An analysis of commercial air travel patterns for the major metropolitan areas of the Great Lakes between 1999 and 2009 reveals the following:
Similar to the national trends, air passenger travel in the Great Lakes region increased steadily since 1990, moving in step with economic growth, and, accordingly, it has also fallen during the recession. Many metropolitan areas vastly exceeded the national growth rate between 1999 and 2009: Akron, Buffalo, Dayton, and Milwaukee. Conversely, some witnessed passenger declines; St. Louis, Pittsburgh, Toledo, and Cincinnati experienced the steepest declines.
Measured by the number of connections, the Great Lakes have three of the country’s 10 most connected metropolitan areas and another three that rank in the top 25. Metropolitan Chicago has 133 connections to other metropolitan and micropolitan areas, which ranks second in the country. Detroit and Minneapolis are not far behind with 122 and 114 connections, respectively.
One of the top 10 most travelled air corridors in the nation and 21 of the top 100 lie in the Great Lakes. The corridor linking Chicago to New York attracted over 4.7 million passengers during the last twelve months to rank fourth in the country by volume. Overall, Chicago boasts twenty corridors in the nation’s top 100.

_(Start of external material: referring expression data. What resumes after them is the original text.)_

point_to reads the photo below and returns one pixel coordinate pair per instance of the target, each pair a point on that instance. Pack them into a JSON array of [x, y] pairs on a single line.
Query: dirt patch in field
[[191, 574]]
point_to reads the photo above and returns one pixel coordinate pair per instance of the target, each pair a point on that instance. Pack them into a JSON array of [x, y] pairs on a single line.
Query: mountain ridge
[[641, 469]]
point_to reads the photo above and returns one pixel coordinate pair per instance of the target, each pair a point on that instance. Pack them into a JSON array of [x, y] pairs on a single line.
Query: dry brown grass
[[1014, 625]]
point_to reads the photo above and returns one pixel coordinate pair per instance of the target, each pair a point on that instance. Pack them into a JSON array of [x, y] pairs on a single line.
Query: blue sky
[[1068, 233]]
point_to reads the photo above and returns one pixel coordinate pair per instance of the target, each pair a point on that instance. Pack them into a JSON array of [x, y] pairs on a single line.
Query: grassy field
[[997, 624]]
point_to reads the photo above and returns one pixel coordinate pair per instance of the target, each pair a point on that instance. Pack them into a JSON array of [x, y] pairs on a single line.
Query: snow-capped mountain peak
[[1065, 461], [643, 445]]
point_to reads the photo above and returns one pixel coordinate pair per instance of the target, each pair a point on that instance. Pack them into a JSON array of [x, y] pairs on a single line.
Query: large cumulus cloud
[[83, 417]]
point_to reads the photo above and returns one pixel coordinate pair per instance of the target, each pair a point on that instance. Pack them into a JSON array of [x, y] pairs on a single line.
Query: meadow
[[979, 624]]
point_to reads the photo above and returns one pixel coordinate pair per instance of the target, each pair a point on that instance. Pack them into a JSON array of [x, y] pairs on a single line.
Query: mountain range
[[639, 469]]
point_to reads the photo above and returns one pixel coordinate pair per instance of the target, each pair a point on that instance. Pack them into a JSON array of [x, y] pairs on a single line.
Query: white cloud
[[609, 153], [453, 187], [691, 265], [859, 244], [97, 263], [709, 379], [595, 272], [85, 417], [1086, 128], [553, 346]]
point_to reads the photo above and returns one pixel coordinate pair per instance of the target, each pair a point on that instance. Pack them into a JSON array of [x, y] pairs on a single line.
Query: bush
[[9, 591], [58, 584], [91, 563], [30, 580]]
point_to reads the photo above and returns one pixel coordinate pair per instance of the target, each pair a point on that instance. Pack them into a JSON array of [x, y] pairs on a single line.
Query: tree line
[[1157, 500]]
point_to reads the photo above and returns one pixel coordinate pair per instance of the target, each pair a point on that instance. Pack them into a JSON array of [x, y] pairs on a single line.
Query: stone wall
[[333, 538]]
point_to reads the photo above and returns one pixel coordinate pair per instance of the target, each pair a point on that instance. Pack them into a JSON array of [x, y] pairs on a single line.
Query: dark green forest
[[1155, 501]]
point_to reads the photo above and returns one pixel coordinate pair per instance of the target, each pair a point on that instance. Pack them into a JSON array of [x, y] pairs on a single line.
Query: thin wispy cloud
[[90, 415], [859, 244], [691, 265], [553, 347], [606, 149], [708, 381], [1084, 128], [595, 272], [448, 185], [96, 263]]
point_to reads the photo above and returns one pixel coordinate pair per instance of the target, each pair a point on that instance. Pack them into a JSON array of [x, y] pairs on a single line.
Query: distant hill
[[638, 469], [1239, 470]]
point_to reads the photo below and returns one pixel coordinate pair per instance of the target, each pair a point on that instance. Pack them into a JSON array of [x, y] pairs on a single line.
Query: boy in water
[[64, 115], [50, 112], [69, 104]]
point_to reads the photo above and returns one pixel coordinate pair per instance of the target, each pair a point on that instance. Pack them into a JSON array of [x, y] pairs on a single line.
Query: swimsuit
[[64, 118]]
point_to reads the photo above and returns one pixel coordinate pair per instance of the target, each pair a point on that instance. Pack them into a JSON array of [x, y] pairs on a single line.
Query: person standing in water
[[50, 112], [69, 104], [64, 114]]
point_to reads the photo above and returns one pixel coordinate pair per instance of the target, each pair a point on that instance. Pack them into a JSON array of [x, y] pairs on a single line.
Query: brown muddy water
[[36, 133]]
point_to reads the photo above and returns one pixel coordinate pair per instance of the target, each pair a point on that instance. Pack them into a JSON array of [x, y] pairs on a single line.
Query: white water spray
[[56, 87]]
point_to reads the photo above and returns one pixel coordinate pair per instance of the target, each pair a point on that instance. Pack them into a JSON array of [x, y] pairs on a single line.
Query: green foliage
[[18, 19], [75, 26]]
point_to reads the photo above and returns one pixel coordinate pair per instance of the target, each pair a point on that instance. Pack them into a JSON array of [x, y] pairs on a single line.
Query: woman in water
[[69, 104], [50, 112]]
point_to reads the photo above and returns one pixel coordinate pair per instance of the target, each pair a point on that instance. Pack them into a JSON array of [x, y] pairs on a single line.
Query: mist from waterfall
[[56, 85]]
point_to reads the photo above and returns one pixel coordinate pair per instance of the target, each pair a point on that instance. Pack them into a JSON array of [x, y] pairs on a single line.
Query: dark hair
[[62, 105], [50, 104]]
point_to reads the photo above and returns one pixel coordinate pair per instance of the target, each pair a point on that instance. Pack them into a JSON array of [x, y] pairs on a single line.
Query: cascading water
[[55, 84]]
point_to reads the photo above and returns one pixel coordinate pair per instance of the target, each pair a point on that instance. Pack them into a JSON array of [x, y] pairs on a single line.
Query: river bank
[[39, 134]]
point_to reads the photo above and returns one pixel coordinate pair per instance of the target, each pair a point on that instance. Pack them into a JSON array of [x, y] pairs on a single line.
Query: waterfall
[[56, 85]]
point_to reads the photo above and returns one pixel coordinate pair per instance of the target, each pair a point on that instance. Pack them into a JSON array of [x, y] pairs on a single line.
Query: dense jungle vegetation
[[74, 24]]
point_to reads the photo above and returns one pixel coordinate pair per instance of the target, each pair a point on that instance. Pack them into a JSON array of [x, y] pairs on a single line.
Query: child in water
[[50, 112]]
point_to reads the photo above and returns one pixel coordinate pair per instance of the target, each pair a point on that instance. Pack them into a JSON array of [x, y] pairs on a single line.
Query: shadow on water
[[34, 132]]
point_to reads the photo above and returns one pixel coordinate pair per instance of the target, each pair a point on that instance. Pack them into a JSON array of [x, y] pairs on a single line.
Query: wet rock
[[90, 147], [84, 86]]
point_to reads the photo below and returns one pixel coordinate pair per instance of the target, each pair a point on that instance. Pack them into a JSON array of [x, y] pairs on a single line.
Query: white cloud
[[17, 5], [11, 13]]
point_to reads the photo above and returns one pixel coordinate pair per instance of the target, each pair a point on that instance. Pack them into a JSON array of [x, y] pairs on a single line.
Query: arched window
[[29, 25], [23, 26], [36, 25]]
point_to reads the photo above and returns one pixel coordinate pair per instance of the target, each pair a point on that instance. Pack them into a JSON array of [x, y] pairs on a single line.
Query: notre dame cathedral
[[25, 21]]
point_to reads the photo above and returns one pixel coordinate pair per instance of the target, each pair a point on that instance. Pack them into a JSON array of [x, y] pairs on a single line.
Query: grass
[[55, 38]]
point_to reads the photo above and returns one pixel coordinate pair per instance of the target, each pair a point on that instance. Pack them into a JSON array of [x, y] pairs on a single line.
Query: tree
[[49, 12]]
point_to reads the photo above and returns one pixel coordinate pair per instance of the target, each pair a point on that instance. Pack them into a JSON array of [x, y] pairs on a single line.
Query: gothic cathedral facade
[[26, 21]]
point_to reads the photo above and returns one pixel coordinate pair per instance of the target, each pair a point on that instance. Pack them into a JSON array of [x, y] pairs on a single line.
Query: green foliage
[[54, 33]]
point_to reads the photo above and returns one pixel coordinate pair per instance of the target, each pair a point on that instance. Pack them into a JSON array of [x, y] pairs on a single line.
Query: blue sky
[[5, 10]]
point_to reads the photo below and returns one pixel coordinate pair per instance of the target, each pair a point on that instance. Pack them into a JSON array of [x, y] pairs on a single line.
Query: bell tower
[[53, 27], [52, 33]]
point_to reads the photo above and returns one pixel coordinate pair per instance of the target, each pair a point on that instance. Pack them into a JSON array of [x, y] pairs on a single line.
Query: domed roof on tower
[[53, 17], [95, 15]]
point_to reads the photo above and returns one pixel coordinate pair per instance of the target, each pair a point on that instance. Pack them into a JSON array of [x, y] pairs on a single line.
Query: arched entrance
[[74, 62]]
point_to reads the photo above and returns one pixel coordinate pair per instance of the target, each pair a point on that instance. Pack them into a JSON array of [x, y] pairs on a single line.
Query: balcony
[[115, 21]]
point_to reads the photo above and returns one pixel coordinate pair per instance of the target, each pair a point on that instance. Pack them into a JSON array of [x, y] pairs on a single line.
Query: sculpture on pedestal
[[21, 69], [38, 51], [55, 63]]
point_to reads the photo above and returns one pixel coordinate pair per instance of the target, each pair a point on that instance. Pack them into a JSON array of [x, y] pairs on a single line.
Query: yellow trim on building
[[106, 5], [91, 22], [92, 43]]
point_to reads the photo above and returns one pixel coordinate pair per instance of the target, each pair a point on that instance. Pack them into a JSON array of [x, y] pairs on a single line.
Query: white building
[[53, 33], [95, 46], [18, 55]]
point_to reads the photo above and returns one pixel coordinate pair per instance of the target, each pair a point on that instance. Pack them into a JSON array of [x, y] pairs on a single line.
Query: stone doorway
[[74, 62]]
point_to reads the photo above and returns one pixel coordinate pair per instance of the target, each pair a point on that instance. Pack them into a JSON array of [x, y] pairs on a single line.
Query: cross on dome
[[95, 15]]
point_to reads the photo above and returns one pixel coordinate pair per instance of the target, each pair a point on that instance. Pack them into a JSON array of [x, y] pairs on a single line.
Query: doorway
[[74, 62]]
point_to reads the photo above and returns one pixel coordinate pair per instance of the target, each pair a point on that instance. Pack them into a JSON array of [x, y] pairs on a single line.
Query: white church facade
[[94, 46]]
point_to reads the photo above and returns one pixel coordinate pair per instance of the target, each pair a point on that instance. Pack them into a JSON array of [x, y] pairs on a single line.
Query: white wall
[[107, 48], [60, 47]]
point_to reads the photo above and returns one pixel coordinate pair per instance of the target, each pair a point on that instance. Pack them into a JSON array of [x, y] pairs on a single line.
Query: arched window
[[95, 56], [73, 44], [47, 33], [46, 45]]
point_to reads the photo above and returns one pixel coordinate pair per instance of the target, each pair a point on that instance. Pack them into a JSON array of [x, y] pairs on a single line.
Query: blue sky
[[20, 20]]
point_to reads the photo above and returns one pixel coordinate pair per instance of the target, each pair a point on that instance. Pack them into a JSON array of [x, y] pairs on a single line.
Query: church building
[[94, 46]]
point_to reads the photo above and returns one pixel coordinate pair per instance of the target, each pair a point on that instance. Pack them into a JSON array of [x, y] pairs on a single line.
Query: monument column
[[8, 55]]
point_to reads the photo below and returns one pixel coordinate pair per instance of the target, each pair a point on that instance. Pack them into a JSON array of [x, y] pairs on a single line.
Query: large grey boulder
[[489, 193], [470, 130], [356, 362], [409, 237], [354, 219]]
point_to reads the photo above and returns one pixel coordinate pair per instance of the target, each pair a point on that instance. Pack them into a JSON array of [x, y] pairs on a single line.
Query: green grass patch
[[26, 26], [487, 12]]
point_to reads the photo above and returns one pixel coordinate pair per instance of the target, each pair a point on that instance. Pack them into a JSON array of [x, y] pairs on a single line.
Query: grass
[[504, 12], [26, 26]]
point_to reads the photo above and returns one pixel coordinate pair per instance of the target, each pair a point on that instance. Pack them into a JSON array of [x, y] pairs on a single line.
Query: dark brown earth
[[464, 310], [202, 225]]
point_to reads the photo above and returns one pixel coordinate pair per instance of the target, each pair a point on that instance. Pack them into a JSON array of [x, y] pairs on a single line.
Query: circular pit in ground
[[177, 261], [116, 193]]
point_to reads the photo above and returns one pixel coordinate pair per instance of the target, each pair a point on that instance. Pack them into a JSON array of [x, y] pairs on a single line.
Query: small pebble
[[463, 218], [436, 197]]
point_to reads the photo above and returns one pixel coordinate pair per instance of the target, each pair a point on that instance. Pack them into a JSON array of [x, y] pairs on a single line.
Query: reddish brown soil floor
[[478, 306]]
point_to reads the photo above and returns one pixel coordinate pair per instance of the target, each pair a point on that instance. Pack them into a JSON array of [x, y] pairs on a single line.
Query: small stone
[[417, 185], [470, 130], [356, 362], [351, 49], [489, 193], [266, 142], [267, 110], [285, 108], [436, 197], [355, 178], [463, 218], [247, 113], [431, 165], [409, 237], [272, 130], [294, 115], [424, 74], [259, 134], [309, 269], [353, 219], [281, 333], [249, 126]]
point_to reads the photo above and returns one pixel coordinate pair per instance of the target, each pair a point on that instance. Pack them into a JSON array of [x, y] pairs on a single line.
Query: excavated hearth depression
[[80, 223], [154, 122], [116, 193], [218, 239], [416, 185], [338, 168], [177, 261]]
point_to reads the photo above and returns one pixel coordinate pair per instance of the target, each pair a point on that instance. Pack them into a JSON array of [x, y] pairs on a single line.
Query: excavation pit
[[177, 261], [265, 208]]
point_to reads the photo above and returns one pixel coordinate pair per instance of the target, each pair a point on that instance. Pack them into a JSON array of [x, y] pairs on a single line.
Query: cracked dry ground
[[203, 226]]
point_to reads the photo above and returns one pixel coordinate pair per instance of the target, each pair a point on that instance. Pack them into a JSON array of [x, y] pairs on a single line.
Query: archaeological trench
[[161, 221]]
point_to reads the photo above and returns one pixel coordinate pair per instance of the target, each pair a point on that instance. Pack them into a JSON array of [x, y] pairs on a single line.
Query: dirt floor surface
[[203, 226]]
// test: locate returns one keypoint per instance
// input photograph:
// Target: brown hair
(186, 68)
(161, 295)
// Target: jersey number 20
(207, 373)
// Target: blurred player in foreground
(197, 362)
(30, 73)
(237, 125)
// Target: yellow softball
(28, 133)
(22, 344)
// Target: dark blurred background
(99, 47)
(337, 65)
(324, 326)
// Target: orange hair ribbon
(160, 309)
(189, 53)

The Great Lakes metropolitan areas experience a range of on-time performance, although three of the region's four major hubs exceed national on-time averages. During the last year, 79.1 percent of arriving flights in the major Intermountain West metros were on time, similar to the national average of 78.9 percent. However, performance was mixed between the twenty metropolitan areas.
The recession and significant contraction in the Great Lakes region’s auto and related manufacturing industry has recently exacerbated economic woes and an out-migraton dynamic. Hence, it should come as no surprise that air travel patterns have followed suit. A return to economic growth will challenge those growing regions and the most connected metropolitan areas.